I looked at my hands nervously, there was that anxiety in the pit of my stomach that I knew so well: fear. Fear of losing money, fear of things going wrong, fear of getting in trouble for being late at work. Just, fear.
A man sat next to me. I kept waiting, waiting for the store to open, waiting for my dress to get fixed, waiting for the end of that life and the new one to begin.
I was about to get married. About to move to Brazil. About to change everything.
I had bought a dress two sizes too large and had no idea how I was going to get the sneaky sales woman, who told me it was an easy fix to bring it down to my size, to either take the dress back or fix it. Even at a heavily discounted price, the dress wasn’t cheap. The minutes rolled in and the man next to me started getting anxious as well.
He was also waiting. What I didn’t know until then was for how long. Then, he shared his story: his daughter was also getting married and he had a bone to pick with the same lady at the yet-to-open store in front of us. As we commiserated on the dubious ways of the sales staff at the store, he started to open up about himself and his family. Suddenly, as if struck by the evident fact that we’d never see each other again and soothed by the comfort that comes from anonymity, he opened up to me more. Told me about his wife and divorce, about his family not speaking to him and the next chapter in his life. And then I knew…I knew how long he had been waiting.
He was 56 years old and his youngest daughter had just graduated and was about to get married. He was excited not only because it was a joyous occasion for the family but also because it meant he was “finally free”.
He was a mechanical engineer and worked at a prestigious company in the country, and now he was ready to quit. After 40 years of living the life he was told he was supposed to live: go to school, get a job, get married, start a family and apparently then grow old and die, he had decided he was finally brave enough to pursue his true passion –pastry confectionery… in France.
He had known for a very long time what he really wanted to do but had been first too afraid to admit it, too scared to try and then too tied down to do so.
He hadn’t been able to do that before because his family had shunned him at the thought of him being potentially gay, when he first talked about it. He wasn’t, but that put a stop to it right there and then. He seemed at once so happy and sad that I knew this man at this point in my life was a sign.
Although it took me a long time to understand why and how, that man’s story stuck with me for a while: he had lived a life full of regrets and what ifs, that was also an unexpectedly happy one -or at least filled with happy moments. It was not that he was miserable, it was just that he felt he had had to wait until almost the end of his life to do what he wanted. To be true to himself and be really happy.
That’s a lesson in life we don’t hear about enough:
It’s ok to be a little selfish. It’s ok to pursue the life that YOU want.
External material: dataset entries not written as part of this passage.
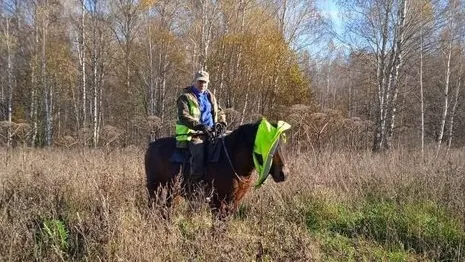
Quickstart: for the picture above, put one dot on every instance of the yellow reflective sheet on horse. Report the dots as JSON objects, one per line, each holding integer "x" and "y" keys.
{"x": 266, "y": 143}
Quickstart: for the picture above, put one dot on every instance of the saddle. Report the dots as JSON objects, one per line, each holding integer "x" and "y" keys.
{"x": 212, "y": 153}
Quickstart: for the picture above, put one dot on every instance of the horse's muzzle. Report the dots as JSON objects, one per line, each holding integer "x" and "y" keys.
{"x": 281, "y": 174}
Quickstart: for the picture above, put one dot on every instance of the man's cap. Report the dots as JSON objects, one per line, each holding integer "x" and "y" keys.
{"x": 201, "y": 76}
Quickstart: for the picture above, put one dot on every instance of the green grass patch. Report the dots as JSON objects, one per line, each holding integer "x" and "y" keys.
{"x": 394, "y": 229}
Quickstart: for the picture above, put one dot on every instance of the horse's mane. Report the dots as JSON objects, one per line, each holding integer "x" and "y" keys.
{"x": 244, "y": 134}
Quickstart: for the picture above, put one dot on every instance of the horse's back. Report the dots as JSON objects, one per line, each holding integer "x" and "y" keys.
{"x": 157, "y": 164}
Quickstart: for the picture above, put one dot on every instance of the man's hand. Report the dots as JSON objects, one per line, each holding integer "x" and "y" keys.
{"x": 204, "y": 128}
{"x": 223, "y": 125}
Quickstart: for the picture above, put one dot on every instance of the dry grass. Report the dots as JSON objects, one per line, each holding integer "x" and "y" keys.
{"x": 97, "y": 201}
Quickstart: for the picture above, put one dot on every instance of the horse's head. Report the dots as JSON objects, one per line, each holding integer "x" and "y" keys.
{"x": 279, "y": 169}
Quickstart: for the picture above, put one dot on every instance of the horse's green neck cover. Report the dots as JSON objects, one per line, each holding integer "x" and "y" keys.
{"x": 266, "y": 143}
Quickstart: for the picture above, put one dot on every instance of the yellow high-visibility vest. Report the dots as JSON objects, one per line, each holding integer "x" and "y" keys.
{"x": 183, "y": 132}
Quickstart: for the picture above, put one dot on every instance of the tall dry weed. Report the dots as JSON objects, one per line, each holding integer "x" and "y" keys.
{"x": 99, "y": 196}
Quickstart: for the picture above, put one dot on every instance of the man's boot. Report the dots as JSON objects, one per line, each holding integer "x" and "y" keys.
{"x": 196, "y": 148}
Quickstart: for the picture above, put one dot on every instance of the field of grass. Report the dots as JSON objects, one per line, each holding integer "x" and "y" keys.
{"x": 90, "y": 205}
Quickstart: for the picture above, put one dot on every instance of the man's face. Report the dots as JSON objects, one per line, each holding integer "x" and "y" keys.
{"x": 201, "y": 85}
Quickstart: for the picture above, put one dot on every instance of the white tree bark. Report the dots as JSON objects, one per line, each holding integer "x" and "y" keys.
{"x": 82, "y": 62}
{"x": 9, "y": 83}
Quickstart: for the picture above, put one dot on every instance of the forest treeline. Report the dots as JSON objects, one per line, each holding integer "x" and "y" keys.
{"x": 107, "y": 73}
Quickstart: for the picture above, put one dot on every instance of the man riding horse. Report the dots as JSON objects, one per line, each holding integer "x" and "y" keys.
{"x": 198, "y": 110}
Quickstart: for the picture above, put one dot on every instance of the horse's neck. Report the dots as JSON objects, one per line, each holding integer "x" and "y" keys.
{"x": 241, "y": 157}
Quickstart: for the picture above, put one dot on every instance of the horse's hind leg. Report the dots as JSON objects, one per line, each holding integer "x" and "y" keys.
{"x": 153, "y": 190}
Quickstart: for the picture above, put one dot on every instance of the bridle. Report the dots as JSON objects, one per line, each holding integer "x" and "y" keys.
{"x": 219, "y": 132}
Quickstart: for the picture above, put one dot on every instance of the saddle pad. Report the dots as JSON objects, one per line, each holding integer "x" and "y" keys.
{"x": 213, "y": 152}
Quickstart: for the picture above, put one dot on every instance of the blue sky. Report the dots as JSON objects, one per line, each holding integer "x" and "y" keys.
{"x": 331, "y": 11}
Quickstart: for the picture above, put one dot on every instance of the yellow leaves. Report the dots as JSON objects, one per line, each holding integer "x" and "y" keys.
{"x": 147, "y": 4}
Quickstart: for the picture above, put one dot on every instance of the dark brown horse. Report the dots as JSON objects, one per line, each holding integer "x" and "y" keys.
{"x": 229, "y": 178}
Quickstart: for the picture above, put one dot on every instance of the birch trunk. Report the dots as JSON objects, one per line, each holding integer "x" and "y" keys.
{"x": 82, "y": 61}
{"x": 48, "y": 97}
{"x": 9, "y": 84}
{"x": 445, "y": 108}
{"x": 452, "y": 113}
{"x": 398, "y": 62}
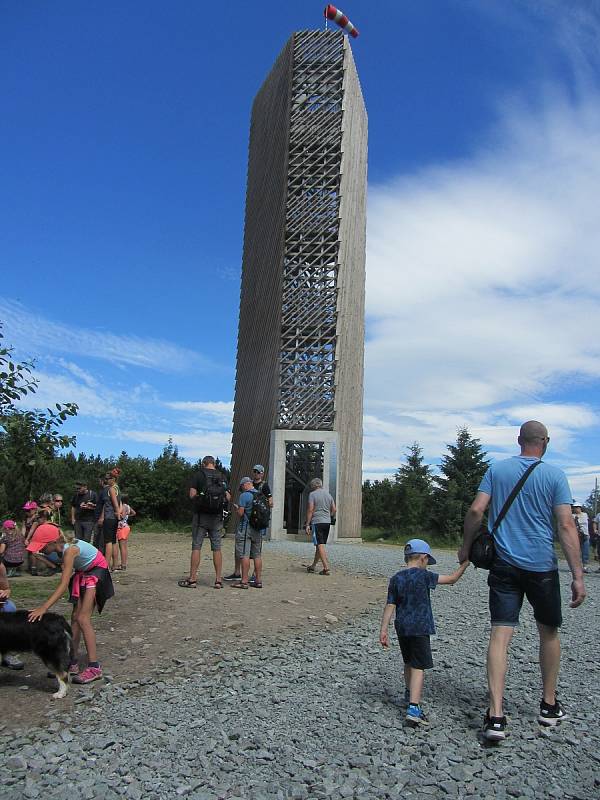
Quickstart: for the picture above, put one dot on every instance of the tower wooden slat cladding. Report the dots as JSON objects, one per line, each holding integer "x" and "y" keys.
{"x": 299, "y": 383}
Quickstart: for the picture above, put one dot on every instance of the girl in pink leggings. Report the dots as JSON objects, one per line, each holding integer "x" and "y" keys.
{"x": 86, "y": 574}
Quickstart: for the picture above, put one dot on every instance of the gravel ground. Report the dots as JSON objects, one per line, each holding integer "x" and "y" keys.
{"x": 321, "y": 715}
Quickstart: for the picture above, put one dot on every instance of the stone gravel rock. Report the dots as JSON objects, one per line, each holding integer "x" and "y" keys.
{"x": 321, "y": 715}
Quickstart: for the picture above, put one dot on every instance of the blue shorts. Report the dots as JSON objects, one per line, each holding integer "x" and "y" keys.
{"x": 320, "y": 532}
{"x": 509, "y": 585}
Even before that day, I had written an essay in college about how I wanted to be 40 one day -that seemed so old at the time- and be able to look back and have no unsolved what-ifs. No regrets.
At the time I took it as a sign that I was doing the right thing: marrying a man I loved, moving out of the country to an exciting new one, starting a new life. What I didn’t consider then was just how far that life was from what I had originally wanted for myself.
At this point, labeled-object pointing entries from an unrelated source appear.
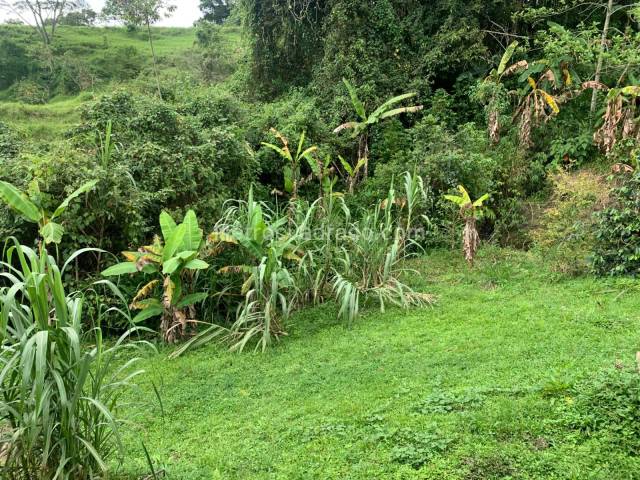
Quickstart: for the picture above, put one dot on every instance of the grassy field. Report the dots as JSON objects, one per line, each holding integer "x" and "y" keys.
{"x": 44, "y": 122}
{"x": 480, "y": 386}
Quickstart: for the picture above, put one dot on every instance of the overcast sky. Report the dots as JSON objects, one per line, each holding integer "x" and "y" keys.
{"x": 187, "y": 13}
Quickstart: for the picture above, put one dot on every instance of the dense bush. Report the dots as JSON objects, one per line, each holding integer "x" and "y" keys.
{"x": 617, "y": 249}
{"x": 608, "y": 405}
{"x": 59, "y": 394}
{"x": 565, "y": 230}
{"x": 30, "y": 92}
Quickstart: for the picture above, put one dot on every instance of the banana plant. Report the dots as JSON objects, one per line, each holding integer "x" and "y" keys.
{"x": 323, "y": 172}
{"x": 32, "y": 208}
{"x": 362, "y": 127}
{"x": 292, "y": 169}
{"x": 533, "y": 105}
{"x": 169, "y": 260}
{"x": 266, "y": 248}
{"x": 470, "y": 211}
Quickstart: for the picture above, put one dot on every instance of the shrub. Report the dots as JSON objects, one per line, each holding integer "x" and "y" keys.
{"x": 59, "y": 399}
{"x": 565, "y": 233}
{"x": 9, "y": 143}
{"x": 617, "y": 248}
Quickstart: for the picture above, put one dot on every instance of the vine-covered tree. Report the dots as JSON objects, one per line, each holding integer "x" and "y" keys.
{"x": 43, "y": 15}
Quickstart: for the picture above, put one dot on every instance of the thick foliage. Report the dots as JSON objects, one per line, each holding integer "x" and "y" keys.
{"x": 618, "y": 230}
{"x": 59, "y": 396}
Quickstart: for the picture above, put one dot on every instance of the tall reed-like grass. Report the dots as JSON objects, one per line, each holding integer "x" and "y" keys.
{"x": 59, "y": 385}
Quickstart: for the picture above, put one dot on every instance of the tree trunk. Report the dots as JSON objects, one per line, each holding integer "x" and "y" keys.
{"x": 155, "y": 62}
{"x": 603, "y": 46}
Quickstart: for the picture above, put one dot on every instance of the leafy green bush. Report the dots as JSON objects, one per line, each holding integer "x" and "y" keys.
{"x": 9, "y": 143}
{"x": 59, "y": 398}
{"x": 617, "y": 247}
{"x": 565, "y": 230}
{"x": 176, "y": 161}
{"x": 30, "y": 92}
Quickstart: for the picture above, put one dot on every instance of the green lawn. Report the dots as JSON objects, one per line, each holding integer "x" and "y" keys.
{"x": 49, "y": 122}
{"x": 474, "y": 388}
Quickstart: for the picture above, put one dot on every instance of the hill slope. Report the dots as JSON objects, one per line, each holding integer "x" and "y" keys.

There had always been just one thing that I knew I wanted: I wanted to travel and see the world.
As a Venezuelan, living out of the country was as much a dream as a matter of necessity; there’s only so many guns a person can have pointed to their faces before they say, if they can, “enough“. It’s not easy to just *up and leave* in Latin America. I never wanted to be illegally anywhere and there was always the issue of money and saving up for the right kinds of things -like a house or a car or life insurance.
I always knew I wanted to travel but I had never truly been able to afford it and if I had, I was always too caught up in doing the “right” thing than the things I truly wanted. Sure, I had jumped at employment opportunities off shore and had done my share of in-country traveling but in my heart it was not enough, to my brain alas – it had to be. I would settle for a trip once a year to a place I didn’t know and that should be enough.
When my marriage went up in cinders and I was suddenly off the path I realized there was still only one thing I wanted: to travel. See the things I had read about, dreamed about, talked about.
Fast-forward two years a -now- happy divorce and some work opportunities in NY and voilà -accidental wanderer!
After doing my own version the “right path” according to society (details of which I shall not bore you with), I am now living the life I always wanted. A wandering lifestyle, that allows me to travel like a local, live like a nomad and experience the world in all its glory.
Sure, it’s not easy all the times and sounds more glamorous than it is at times; it can take a toll on your heart this “not having a home” thing, you can encounter odd toilets not apt for the weak heart and get kicked out for random reasons *true stories*, but it can also be immensely rewarding. I’ve met so many wonderful people, seen so many breath taking sunsets, tasted so many weird wonders that I truly cannot complain. I may not be able to keep it up for ever, but for now, it’s pretty damn great.
As I start to log these journeys and travels, I thought this story was the perfect way to get us started. I hope if leave you with one thing and one thing only after you leave this blog, that you take this: find out what it is that makes you happy and do that. As cliche as that sounds, love yourself enough to think that you’re worth it.
Live for you with no regrets!
PS: I do believe it is better to regret something you did than something you didn’t.